As I listen to Miranda's words flow seamlessly between character, I realized that I share their same dream. I am reminded over and over throughout this musical to "not throw away my shot" and to always strive to be "in the room where it happened." I share that dream. I share the same dream of not wanting to waste my time on Earth doing meaningless things. I shared the same dream of wanting to be involved in the politics and inner workings of this country. Above all, I share the same dream of wanting to belong to something greater than myself.
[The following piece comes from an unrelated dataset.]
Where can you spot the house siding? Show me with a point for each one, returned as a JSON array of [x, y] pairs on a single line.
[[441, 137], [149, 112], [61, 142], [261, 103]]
I want my name to outlive me. Don't we all? Each one of us craves for our name to outlive our life. Our name. It's our belonging, it is our sense of worth. People spend their entire life striving for the name to be remembered. Lin-Manuel Miranda boldly challenges the listener to reflect on the motives of their life. Miranda writes from George Washington's perspective, "Let me tell you what I wish I'd known, when i was young and dreamed of glory. You have no control, who lives who dies who tells your story." Aaron Burr later asks, "But when you're gone, who remembers your name? Who keeps your lame? Who tells your story?"
Alexander Hamilton's name did outlive him, and so did Aaron Burr's. Alexander Hamilton spent years chasing after his legacy. Working his way out of poverty and to New York at an early age, he proved how determined he was. He fought for the independence of his country. He helped write the blueprints for the Constitution of the United States of America. He led the country into financial success following the Revolutionary War. He lost his son, Philip, in a duel protecting his reputation. He put his legacy above his family and almost sacrificed his marriage completely.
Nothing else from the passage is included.